I woke at 3am this morning, switched my phone on, and clumsily typed in the address of the BBC news website. Even at 3am the result of the European Union exit referendum was obvious – there were half a million more votes to leave than stay. As the next hour wore on, the gap grew to three quarters of a million people. Then I fell asleep.
I woke again at 6 this morning, looked at my phone again, and the gap had grown to nearly a million people, with the majority of the vote already counted. The people had spoken. Up and down the country, over 70% of the registered voters had turned out to make their choice known.
For the first time in ages I switched the television on instead of the radio at breakfast time, and watched the prime minister announce his intention to resign in October.
And then I went to work.
At work I looked in on Facebook a little while after arriving in the office, and was kind of stunned. People I thought I knew as intelligent, balanced, and thoughtful were filling their walls with hate, spite, accusations, and finger pointing. I was pretty disgusted with them, and wanted to respond to a number of messages, but managed to sit on my hands.
The great majority seemed to be claiming that anybody that had voted to leave Europe was racist, homophobic, bigoted, badly-educated, senile, prejudiced, or inferior in some way. I’m guessing they had presumed that the rest of the world shared their views, and had woken up to discover that actually, no, they don’t – and they didn’t like it one bit. The same people that usually pour scorn on anybody for voicing an opinion online were writing paragraph after hate filled paragraph for the world to see.
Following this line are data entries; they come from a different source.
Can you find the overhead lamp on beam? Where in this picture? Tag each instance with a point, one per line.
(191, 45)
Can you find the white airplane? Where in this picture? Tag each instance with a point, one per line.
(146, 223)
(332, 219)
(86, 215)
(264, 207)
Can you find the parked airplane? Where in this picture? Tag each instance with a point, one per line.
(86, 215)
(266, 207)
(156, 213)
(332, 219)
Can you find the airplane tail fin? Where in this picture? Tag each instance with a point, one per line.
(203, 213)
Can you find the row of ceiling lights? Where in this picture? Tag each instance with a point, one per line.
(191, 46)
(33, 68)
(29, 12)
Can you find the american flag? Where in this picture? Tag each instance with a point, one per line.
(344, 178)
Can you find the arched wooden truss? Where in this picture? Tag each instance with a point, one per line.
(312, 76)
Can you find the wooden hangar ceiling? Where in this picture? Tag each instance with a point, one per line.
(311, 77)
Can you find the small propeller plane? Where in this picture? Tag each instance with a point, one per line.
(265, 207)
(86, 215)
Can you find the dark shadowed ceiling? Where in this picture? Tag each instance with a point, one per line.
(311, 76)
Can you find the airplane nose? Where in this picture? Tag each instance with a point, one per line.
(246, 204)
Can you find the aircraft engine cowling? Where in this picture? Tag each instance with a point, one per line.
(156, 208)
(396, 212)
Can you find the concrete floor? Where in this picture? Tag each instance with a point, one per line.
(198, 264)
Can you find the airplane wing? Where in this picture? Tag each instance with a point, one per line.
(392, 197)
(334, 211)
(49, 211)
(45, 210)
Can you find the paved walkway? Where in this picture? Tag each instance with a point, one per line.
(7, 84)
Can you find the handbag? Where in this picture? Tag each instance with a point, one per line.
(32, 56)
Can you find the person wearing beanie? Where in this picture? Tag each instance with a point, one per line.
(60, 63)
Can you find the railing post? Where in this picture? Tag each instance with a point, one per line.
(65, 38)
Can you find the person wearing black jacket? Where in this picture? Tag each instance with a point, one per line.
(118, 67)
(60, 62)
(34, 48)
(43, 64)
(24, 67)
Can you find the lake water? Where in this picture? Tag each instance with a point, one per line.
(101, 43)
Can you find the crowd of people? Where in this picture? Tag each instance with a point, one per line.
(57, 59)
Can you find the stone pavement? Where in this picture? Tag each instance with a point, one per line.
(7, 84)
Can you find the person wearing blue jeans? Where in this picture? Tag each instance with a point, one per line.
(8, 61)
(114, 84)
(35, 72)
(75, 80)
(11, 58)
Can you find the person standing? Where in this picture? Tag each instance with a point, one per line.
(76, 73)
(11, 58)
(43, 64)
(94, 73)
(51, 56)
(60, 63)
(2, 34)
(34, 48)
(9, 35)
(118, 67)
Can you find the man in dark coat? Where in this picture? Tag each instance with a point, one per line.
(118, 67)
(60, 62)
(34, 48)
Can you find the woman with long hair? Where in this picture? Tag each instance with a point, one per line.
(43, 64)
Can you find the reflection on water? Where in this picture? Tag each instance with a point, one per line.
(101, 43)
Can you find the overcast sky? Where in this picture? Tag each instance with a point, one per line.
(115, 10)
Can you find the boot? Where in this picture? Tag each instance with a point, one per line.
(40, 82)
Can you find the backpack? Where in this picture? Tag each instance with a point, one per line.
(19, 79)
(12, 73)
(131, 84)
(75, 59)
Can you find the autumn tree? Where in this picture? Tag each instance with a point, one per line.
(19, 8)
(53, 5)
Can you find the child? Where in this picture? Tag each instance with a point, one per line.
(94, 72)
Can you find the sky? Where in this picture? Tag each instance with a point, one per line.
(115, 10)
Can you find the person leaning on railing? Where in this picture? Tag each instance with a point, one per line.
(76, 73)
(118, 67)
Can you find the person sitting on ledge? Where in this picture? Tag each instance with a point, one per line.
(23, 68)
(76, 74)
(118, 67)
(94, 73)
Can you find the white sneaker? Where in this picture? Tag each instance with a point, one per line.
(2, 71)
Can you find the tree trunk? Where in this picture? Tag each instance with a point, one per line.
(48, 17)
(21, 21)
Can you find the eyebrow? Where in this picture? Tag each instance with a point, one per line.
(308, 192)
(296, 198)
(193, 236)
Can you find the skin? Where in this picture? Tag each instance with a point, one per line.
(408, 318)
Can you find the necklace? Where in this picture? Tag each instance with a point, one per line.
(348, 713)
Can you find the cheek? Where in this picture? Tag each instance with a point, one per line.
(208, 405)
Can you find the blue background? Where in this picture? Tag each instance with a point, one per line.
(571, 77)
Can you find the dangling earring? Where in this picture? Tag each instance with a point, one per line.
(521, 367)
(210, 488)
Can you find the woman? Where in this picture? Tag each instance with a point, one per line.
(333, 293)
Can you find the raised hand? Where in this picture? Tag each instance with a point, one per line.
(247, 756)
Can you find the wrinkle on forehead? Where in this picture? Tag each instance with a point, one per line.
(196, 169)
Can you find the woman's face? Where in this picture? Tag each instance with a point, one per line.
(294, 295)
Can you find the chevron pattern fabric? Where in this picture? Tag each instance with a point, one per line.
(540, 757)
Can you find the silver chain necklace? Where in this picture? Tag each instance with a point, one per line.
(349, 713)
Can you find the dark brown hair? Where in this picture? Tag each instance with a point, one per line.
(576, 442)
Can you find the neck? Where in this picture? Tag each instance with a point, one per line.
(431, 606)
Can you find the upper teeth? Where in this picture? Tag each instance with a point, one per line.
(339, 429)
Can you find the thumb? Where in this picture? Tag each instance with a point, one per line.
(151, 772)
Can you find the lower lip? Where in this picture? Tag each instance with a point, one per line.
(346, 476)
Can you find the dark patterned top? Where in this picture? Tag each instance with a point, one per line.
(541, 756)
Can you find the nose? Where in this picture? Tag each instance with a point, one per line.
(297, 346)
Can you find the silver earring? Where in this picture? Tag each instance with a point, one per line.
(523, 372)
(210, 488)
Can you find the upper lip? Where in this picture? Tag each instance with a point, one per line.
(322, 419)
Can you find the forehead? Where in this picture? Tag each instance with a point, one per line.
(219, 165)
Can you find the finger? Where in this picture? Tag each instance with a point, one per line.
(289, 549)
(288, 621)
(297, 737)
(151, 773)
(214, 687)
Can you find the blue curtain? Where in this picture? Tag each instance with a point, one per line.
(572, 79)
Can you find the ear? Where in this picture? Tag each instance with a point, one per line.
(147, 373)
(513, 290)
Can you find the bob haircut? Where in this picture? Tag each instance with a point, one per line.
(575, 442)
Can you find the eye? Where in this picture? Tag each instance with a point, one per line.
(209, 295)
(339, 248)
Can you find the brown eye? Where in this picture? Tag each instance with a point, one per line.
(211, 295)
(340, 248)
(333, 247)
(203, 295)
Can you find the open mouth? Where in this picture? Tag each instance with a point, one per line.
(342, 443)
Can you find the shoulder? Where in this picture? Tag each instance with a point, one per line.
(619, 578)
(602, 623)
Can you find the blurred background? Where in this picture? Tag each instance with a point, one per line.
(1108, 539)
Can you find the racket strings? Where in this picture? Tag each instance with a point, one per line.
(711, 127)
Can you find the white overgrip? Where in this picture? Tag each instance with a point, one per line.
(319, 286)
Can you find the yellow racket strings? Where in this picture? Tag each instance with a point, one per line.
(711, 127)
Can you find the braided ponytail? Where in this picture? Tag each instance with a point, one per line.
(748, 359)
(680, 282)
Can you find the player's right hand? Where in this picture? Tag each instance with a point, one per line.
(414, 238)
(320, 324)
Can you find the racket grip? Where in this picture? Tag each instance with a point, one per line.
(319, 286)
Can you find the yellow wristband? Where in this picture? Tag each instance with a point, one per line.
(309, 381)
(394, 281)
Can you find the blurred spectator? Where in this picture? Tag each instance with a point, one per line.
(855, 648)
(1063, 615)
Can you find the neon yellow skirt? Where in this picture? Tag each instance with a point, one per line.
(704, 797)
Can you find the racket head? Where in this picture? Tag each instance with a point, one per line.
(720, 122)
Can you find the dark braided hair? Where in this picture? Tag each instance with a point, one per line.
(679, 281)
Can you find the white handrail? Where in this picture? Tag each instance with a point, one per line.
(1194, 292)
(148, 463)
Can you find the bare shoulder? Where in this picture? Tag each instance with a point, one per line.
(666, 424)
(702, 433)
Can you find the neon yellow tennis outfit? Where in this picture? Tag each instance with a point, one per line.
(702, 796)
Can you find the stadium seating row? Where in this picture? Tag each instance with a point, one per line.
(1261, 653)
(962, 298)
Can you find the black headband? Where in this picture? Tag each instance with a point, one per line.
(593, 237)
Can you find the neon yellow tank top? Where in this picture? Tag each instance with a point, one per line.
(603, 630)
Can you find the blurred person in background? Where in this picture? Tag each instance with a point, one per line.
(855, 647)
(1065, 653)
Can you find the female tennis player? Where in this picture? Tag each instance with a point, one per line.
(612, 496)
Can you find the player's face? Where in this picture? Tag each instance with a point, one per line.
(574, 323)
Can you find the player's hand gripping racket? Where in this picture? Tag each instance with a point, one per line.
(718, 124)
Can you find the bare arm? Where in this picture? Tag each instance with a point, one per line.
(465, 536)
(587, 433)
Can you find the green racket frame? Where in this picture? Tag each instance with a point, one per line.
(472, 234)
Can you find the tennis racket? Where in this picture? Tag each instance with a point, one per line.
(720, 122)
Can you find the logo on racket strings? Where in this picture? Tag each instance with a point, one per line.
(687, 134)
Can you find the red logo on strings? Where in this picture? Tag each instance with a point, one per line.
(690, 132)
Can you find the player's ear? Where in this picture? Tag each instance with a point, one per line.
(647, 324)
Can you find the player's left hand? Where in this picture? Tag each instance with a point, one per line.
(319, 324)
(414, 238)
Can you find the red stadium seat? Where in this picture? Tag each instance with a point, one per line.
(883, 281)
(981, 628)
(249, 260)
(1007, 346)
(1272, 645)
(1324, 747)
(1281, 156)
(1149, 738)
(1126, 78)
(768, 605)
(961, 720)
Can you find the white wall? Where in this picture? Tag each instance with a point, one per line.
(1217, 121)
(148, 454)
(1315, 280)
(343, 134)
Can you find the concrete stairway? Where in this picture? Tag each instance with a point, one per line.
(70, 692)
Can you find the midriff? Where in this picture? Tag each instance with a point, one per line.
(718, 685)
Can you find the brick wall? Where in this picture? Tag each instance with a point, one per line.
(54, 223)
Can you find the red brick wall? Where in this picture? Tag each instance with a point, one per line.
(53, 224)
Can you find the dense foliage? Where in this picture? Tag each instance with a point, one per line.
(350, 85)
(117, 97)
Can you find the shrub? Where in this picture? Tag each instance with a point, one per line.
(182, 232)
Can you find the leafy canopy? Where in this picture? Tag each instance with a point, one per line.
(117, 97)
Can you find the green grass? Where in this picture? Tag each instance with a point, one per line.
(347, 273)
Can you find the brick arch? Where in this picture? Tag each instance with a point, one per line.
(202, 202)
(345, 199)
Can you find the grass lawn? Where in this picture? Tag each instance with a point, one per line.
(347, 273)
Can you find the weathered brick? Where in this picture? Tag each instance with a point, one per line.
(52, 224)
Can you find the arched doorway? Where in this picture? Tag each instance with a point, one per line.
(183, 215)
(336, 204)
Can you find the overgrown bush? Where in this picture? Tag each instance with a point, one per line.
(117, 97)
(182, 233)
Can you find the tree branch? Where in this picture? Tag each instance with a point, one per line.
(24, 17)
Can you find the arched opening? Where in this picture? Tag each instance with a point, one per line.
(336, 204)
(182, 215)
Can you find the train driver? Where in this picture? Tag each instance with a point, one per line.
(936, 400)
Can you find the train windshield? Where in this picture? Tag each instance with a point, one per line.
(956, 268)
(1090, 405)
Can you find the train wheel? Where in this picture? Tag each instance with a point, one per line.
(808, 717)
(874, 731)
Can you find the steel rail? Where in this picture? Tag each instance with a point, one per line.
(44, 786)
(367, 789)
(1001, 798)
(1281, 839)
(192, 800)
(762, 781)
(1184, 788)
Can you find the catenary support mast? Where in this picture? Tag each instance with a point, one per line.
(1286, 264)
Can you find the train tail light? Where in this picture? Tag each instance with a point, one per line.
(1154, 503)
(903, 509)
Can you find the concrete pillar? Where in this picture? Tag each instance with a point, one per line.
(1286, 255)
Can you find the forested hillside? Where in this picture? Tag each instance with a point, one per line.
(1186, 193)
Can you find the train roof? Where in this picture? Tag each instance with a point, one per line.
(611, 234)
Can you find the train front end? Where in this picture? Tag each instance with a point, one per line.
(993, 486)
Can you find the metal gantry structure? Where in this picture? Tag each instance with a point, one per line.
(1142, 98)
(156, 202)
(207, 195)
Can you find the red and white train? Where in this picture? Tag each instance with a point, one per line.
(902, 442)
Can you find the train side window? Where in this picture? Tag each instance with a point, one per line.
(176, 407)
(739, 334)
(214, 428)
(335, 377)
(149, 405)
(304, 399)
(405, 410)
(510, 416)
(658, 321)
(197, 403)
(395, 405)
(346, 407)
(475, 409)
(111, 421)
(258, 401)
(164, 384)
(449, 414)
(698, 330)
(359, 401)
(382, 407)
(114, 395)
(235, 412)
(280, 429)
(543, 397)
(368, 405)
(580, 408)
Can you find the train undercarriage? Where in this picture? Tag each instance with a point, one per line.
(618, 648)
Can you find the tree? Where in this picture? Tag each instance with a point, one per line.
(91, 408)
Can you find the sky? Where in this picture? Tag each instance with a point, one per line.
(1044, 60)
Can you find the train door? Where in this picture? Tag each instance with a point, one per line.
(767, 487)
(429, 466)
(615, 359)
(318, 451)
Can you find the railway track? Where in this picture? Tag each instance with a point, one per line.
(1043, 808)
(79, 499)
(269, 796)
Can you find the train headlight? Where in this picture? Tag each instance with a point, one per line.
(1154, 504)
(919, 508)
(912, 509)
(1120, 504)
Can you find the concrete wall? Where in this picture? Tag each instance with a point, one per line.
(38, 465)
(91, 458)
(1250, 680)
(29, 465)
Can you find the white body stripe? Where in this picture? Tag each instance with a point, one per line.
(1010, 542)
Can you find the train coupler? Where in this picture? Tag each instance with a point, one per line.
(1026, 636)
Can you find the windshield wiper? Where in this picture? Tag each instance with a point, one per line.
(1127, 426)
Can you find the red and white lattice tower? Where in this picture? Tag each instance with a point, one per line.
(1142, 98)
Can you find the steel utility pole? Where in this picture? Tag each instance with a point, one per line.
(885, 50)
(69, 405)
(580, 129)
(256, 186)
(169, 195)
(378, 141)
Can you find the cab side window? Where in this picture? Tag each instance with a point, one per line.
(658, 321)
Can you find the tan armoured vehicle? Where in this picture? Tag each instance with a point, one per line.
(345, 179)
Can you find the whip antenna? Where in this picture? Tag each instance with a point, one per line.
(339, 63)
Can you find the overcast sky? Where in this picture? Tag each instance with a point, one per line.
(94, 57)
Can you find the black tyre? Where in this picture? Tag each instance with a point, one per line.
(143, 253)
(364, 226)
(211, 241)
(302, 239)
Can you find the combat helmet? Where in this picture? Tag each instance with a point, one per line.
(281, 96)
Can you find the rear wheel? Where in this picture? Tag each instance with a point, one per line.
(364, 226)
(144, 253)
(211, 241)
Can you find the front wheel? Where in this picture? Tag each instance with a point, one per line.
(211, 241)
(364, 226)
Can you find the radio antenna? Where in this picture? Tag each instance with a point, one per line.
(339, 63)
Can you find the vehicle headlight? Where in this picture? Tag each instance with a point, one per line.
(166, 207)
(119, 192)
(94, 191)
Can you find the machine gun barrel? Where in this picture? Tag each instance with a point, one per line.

By mid morning I had the chance to take another look at the news, and saw that Boris Johnson had required an armed guard to get to work. A small army of wealthy hipsters surrounded his car, shouting obscenities, and making threats – looking for somebody to blame for half the country voting differently than they had presumed everybody would.
I started looking at the various graphs at lunchtime – to see if there were any patterns. London, the home counties, Ireland, and Scotland wanted to stay in Europe. You would have to be a fool not to draw conclusions about the kind of people that can afford to live in the Thames Valley, and their desire to stay in Europe, or the multi-national population of London. It’s worth noting however that although central London saw large majorities choosing to stay in Europe, the rest were within a few percent – it was very close almost everywhere.
I think perhaps the biggest surprise of the morning – that occurred immediately – was the wealthy minority suggesting that the constitution should be changed to stop the populance from interfering with the running of the country, or to make London into an independent city-state.
I guess in general I am just disgusted with people’s behaviour today. Disgusted that people cannot take on board the will of the majority (we live in a democracy, remember) without venting across social networks for hours on end to anybody that will listen.
When I was young, my parents taught me there are two things you should never talk about at work – politics and religion. So you can imagine my thoughts when a co-worker asked which way I voted.
I’m not going to tell anybody which way I voted. It’s not important. That we accept the will of the people is the most important thing. A great number of people were going to be disappointed whichever way the vote went, but we (quite proudly) live in a democracy – where the people have the chance to influence their collective future from time to time. We should be celebrating we have that chance, and accepting that some decisions might go against our opinion – not trying to re-build a class system in order to pull rank on each other.